The structure and organization of the group catalogues is quite similar to the snapshot files. They consist of different blocks that are stored subsequently in the binary files corresponding to formats 1 and 2, and in different data groups called Header, Groups, and Subhalos when HDF5 is selected. Like the snapshot files, the group catalogues can be split over multiple files (in which they are stored in separate groupdir_XXX directories), or they can be stored in a single file. If they contain only FOF information, they start with the basename fof_tab otherwise they start with the basename fof_subhalo_tab.

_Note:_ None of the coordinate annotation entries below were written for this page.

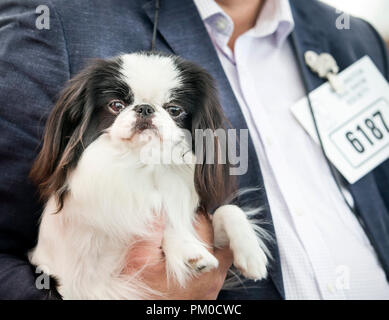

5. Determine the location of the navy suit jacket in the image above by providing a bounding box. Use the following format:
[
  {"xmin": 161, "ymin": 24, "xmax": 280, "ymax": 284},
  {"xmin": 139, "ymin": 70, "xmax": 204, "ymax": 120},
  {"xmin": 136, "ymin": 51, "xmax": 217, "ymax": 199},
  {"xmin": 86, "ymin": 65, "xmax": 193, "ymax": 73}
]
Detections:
[{"xmin": 0, "ymin": 0, "xmax": 389, "ymax": 299}]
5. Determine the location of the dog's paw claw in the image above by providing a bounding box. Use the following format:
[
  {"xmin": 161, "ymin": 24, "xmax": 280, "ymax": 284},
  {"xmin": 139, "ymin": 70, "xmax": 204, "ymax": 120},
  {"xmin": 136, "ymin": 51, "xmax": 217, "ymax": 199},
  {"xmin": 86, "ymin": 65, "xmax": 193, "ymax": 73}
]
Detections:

The most important fields of the Header in the group catalogues are:

Header Field Type HDF5 name Comment
Ngroups int64 Ngroups_ThisFile number of groups in this file
Nsubhalos int64 Nsubhalos_ThisFile number of subhalos in the present file
Nids int64 Nids_ThisFile number of particles in groups in this file
NgroupsTot int64 Ngroups_Total total number of groups
NsubhalosTot int64 Nsubhalos_Total total number of subhalos
NidsTot int64 Nids_Total total number of particles in groups
NumFiles int NumFiles number of subfiles of this catalogue
Time double Time output time/scale factor
Redshift double Redshift output redshift

FOF catalogue

The information about the FOF groups consists of the following blocks. They are effectively a table with properties for each FOF group. Some of the fields are only present if the FOF halos have also been processed with SUBFIND, such as the number of subhalos contained in a FOF halo, for example.

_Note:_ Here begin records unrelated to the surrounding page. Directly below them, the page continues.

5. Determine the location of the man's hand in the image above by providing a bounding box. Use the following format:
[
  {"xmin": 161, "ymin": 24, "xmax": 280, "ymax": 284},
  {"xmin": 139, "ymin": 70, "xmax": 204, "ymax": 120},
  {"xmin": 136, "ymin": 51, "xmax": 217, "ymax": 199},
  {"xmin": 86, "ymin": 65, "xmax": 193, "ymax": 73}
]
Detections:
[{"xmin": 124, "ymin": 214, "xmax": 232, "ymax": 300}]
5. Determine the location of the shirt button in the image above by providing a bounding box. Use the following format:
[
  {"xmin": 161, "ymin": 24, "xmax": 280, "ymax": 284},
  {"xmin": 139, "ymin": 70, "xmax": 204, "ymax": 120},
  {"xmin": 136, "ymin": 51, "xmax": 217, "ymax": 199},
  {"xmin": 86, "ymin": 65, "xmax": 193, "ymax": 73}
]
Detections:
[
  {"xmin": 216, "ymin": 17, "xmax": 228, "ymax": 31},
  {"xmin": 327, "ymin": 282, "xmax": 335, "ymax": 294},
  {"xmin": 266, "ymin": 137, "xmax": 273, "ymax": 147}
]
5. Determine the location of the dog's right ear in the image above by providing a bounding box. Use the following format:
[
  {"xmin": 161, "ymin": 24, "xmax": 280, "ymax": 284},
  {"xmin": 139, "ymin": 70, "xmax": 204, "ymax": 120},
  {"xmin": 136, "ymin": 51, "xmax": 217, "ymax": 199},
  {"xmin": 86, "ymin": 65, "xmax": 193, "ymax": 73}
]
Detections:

Nr HDF5 Identifier Fmt2-ID Block contents
1 GroupPos File header
2 GroupVel Particle positions
3 GroupMass Particle velocities

To locate a certain FOF halo in the corresponding snapshot file, one has to get the offset from the beginning of the file for each particle type, and then skip fast forward in the snapshot file to the corresponding starting position. One can then start reading there, taking the number of particles for the reported group length. This is then the FOF halo.

SUBFIND catalogue

The SUBFIND catalogue extends the group catalogue with additional blocks (i.e. datasets) that give further information for each subhalo. The total length of these entries is equal to the total number of subhalos given in the Header, i.e. TotNsubhalos. The entries in the catalogue are as follows:

Nr HDF5 Identifier Fmt2-ID Block contents
1 SubhaloPos File header
2 SubhaloVel Particle positions
3 SubhaloMass Particle velocities

To read the particle data of an individual subhalo, one again needs to compute the correct file offset into the corresponding snapshot file. This is obtained here by first identifying the offset of the corresponding parent FOF group, and then computing an additional offset by summing up the lengths of all previous subhalos in the same FOF group. This needs to be done for each particle type separately. One can then skip towards the beginning of the corresponding subhalo and read the right number of particles there.